The magazine never lost its impetuous sensibility, holding firmly to the liberal position of "the intellectual against the state." In 1970, Tom Wolfe called the New York Review of Books "the chief theoretical organ of Radical Chic." In her later interviews, Barbara Epstein hit back at critics who claimed there was "an excess of politics" in her magazine. "We never forget to write about art," she says, looking directly into the camera. But how they wrote about it was another matter, for example, the classic article by Sontag about Leni Riefenstahl titled "Fascinating Fascism." "This article was an urgent moral necessity," says Silvers. No one could have said it better.
Scorsese is spellbound by his main characters, and on these grounds he fully presents them not as history, but as legend. There's a part in the documentary where Sontag goes after Norman Mailer, who is on stage leading a public discussion, accusing him of monstrous chauvinism for calling her not a critic, but a "female critic." Mailer, playing it off as a joke, speaks in a gruff and angry voice. Sontag, standing in the audience with a microphone in her hand, smiles softly in response. Then Mailer locks horns with Gore Vidal, calling him the logical continuation of the serial killer Charles Manson. One could watch these people endlessly, not because it's fashionable now to say "smart is the new sexy," but because intelligence has always been sexy.

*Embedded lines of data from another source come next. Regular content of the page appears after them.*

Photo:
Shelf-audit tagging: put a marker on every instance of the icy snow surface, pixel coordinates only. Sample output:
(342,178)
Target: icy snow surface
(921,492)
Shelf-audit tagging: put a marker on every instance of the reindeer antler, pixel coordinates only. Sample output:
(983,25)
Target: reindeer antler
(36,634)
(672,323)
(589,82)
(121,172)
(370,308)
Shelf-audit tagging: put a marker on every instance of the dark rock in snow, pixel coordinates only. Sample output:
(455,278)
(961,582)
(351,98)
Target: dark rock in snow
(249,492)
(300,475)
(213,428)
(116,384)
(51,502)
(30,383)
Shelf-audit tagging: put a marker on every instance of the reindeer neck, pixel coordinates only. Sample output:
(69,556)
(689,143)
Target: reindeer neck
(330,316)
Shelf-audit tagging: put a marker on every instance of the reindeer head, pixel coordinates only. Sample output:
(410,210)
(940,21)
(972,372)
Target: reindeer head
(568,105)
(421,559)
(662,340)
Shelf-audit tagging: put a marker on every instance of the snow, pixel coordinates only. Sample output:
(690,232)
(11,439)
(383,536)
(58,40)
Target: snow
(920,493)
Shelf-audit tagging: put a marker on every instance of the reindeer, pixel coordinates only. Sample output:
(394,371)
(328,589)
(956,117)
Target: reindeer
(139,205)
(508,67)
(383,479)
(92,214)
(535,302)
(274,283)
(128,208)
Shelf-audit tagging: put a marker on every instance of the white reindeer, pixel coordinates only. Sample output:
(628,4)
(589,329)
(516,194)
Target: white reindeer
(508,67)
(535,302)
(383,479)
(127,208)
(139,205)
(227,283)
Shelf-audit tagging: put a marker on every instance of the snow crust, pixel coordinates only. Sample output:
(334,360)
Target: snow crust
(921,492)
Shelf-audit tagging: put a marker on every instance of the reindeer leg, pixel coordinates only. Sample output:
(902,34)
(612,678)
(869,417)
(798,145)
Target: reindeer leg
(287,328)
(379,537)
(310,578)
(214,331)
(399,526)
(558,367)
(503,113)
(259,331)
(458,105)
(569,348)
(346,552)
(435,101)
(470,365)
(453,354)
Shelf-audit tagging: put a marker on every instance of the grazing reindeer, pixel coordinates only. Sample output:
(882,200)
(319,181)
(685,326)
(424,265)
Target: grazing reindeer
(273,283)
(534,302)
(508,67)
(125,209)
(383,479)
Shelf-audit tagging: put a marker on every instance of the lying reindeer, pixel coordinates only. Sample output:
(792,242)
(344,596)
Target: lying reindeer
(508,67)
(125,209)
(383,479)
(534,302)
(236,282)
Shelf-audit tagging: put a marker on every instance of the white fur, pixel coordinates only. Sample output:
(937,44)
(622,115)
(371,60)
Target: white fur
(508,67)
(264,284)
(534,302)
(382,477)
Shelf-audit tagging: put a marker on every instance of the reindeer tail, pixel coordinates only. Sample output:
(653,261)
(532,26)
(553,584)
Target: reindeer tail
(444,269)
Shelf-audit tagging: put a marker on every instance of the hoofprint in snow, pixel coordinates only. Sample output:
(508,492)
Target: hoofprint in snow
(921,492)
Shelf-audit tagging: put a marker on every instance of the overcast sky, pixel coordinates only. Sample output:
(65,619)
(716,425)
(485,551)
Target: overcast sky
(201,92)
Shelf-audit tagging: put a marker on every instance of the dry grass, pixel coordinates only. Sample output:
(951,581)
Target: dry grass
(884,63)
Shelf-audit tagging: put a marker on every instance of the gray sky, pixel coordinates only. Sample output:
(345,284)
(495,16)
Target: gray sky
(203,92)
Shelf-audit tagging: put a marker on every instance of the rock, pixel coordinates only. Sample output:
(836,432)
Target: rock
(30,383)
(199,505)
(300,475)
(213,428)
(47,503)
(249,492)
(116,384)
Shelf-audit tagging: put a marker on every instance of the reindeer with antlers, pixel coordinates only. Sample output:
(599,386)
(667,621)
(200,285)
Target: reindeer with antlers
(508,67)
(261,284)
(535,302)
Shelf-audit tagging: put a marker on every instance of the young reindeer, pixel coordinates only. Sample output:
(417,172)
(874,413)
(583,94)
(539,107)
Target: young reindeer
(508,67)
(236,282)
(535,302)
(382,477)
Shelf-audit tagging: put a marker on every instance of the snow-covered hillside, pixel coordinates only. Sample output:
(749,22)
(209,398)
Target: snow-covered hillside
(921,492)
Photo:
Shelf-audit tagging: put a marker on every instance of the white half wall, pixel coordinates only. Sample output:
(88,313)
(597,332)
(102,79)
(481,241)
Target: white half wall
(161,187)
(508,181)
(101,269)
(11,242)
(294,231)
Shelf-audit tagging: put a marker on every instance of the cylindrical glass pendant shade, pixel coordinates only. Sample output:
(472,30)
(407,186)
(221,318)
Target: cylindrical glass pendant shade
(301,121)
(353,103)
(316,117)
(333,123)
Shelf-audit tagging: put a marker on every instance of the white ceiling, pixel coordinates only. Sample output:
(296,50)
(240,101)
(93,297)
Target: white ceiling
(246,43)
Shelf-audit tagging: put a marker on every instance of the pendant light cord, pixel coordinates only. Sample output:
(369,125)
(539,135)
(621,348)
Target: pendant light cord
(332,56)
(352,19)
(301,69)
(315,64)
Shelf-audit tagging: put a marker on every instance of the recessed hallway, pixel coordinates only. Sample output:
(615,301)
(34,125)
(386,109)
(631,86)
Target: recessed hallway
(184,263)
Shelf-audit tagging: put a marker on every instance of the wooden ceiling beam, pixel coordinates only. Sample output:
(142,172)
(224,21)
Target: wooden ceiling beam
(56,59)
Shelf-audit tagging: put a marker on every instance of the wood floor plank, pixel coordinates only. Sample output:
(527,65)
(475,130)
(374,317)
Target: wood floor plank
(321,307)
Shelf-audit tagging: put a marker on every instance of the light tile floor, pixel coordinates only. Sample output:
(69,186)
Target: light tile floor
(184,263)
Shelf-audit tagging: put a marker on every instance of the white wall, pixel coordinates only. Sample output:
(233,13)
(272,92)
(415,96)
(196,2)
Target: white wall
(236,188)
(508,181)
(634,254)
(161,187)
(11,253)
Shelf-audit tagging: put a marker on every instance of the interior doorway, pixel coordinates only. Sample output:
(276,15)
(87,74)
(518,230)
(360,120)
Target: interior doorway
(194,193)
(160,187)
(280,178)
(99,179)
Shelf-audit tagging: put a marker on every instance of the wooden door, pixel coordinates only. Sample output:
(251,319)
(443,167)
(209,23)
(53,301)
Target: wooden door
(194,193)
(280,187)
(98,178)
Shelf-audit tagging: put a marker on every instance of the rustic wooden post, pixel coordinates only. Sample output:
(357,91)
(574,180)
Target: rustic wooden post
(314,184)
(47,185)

This is a film about how polemically sharp and impactful magazine articles on vital issues used to be, before the advent of the informational noise and instant response of the internet press. And it's about how intellectual content influences people's state of mind, but never directly. And why we need professional critics and journalists at all. If it seems at first that the defining activity in the lives of people who resemble the stereotypical intellectuals of Woody Allen's Manhattan is the constant voicing of their opinions about anything and everything, and later on that these people have completely wasted their lives, then at the end of this Scorsese-narrated history, the viewer realizes that this isn't a waste at all.